README: fused-QKV layout for Q4_K (PLAN #60d)

4c6a0ed verified 12 days ago

5.88 kB

	---
	license: mit
	language:
	- zh
	- en
	pipeline_tag: automatic-speech-recognition
	tags:
	- audio
	- speech-recognition
	- gguf
	- mimo
	- qwen2
	library_name: ggml
	base_model: XiaomiMiMo/MiMo-V2.5-ASR
	---

	# MiMo-V2.5-ASR — GGUF

	GGUF conversion of [`XiaomiMiMo/MiMo-V2.5-ASR`](https://huggingface.co/XiaomiMiMo/MiMo-V2.5-ASR) for [CrispStrobe/CrispASR](https://github.com/CrispStrobe/CrispASR). Pure C++ inference — no Python, no Transformers, runs on Apple Silicon (Metal), CPU, and CUDA.

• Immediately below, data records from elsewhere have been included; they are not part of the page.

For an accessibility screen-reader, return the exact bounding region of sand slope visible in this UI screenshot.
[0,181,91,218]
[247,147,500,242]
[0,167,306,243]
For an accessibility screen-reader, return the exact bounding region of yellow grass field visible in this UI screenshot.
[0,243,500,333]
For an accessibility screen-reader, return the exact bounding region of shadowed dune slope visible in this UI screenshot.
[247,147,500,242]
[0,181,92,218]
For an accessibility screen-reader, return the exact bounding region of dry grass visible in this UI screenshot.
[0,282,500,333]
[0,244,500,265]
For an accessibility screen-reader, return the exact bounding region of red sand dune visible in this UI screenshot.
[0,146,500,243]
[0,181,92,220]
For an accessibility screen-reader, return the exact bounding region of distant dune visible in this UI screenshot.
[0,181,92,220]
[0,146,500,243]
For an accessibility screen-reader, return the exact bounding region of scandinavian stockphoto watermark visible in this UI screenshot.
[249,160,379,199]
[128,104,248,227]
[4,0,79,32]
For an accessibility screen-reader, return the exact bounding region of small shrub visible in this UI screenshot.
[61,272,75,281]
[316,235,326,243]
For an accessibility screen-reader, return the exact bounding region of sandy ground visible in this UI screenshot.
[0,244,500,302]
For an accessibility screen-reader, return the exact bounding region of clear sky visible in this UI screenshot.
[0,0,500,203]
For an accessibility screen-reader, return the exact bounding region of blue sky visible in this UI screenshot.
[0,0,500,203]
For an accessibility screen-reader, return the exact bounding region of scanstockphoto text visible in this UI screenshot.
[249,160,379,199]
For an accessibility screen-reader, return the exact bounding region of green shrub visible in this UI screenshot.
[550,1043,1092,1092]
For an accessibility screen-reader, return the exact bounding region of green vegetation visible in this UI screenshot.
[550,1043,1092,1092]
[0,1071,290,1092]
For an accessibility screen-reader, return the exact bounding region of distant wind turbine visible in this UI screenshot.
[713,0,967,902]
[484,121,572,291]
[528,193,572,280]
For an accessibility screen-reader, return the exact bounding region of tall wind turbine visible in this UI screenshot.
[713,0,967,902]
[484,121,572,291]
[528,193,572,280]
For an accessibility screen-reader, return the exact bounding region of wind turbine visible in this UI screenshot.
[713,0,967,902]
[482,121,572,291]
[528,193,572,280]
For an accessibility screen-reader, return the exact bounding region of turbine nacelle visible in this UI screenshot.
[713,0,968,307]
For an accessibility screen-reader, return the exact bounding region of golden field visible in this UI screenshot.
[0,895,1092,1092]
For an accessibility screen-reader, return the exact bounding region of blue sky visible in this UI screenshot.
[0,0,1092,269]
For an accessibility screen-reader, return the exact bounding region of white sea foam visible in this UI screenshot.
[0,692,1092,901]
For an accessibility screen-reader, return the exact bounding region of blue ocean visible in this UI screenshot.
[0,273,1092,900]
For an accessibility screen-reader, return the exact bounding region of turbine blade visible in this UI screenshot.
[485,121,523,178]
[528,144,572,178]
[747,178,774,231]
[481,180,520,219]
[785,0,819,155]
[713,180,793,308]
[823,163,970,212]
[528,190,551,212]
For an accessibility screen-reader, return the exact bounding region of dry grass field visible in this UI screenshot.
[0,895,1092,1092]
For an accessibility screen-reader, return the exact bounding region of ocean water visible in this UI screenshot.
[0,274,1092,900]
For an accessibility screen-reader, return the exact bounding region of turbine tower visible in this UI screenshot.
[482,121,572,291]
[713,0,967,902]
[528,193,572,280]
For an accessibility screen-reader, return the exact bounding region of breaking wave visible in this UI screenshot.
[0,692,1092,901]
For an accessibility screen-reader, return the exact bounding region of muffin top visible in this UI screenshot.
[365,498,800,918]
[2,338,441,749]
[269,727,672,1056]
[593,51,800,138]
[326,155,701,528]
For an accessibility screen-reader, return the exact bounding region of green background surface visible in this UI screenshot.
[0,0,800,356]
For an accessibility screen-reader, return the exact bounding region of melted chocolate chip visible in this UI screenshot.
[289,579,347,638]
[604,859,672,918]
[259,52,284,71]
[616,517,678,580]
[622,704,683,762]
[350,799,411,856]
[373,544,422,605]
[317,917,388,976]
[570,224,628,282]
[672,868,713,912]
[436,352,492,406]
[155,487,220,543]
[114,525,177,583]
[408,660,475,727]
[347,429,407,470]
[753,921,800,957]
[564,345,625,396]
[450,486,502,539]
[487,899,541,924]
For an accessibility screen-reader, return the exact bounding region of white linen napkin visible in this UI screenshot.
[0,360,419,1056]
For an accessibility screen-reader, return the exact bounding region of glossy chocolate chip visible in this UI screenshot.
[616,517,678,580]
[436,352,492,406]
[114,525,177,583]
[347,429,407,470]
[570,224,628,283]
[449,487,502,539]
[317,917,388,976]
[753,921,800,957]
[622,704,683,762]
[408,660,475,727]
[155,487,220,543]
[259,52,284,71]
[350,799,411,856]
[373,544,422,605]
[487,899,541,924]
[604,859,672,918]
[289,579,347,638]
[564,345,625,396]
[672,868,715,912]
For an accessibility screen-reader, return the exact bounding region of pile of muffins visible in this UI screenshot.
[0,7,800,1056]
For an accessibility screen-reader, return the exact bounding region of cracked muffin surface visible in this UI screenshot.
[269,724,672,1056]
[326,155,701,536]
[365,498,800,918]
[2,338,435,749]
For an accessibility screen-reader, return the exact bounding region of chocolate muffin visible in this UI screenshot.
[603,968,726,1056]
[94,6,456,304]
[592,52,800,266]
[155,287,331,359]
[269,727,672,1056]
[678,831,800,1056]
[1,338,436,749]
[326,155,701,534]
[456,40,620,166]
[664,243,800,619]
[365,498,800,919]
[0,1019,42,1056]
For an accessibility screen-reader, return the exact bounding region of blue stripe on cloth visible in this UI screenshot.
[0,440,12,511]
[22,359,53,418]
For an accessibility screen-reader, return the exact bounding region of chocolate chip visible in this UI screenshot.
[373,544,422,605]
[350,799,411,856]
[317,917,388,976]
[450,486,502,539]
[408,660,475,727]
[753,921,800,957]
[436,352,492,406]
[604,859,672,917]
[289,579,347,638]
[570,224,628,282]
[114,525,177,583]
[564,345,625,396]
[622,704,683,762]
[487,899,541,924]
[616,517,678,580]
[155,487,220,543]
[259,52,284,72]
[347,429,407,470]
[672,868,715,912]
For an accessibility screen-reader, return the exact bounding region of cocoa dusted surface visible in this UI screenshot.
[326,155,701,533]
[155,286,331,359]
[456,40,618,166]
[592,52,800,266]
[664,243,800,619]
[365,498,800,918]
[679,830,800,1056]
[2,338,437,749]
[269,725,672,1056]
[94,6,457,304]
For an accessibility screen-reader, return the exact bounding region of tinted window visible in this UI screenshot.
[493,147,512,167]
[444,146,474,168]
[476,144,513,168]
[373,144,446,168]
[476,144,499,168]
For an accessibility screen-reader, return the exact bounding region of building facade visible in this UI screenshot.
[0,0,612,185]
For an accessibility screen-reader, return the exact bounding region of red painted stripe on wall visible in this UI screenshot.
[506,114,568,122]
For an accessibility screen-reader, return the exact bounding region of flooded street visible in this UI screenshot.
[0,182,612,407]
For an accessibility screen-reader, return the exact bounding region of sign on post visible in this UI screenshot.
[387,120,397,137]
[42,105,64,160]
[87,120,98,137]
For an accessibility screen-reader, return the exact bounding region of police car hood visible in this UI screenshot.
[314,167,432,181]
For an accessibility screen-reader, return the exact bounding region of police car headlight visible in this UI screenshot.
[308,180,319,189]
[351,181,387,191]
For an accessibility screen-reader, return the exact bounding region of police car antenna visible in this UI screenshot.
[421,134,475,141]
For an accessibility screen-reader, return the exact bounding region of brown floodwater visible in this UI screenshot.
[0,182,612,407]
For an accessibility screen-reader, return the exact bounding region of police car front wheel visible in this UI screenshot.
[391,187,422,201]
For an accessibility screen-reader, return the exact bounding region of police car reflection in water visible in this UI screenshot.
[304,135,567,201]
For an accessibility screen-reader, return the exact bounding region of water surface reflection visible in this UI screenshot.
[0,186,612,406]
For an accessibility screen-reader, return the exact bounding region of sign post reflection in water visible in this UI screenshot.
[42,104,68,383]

	The runtime is functional end-to-end: greedy decode through the 36-layer Qwen2 LM, full prefill + step-decode KV-cached graphs, prompt construction matching the upstream `MimoAudio.asr_sft` reference exactly. JFK transcription test passes verbatim.

	## Available variants

	\| File \| Quant \| Size \| Layout \| Recommended \|
	\|---\|---\|---\|---\|---\|
	\| `mimo-asr-f16.gguf` \| F16 \| 14.9 GB \| separate Q/K/V \| Full precision; needs ~16 GB RAM during inference \|
	\| `mimo-asr-q4_k.gguf` \| Q4_K \| 4.2 GB \| fused QKV \| Default — fits in 8 GB RAM, no quality loss visible on JFK \|

	The default `mimo-asr-q4_k.gguf` (re-uploaded May 2026, PLAN #60d) ships with per-LM-layer Q/K/V projections fused into a single `model.layers.{i}.attn.qkv.{weight,bias}` tensor pair, yielding ~1.7× faster per-step decode on M1 vs the prior unfused layout (3058 ms/step → 1806 ms/step on a contended-disk run; ~1.1-1.2× pure-compute on a quiet box). The CrispASR runtime auto-detects either layout: the F16 file above keeps working unchanged via the separate-Q/K/V fallback path. Re-upload of a fused F16 is queued behind disk-headroom availability.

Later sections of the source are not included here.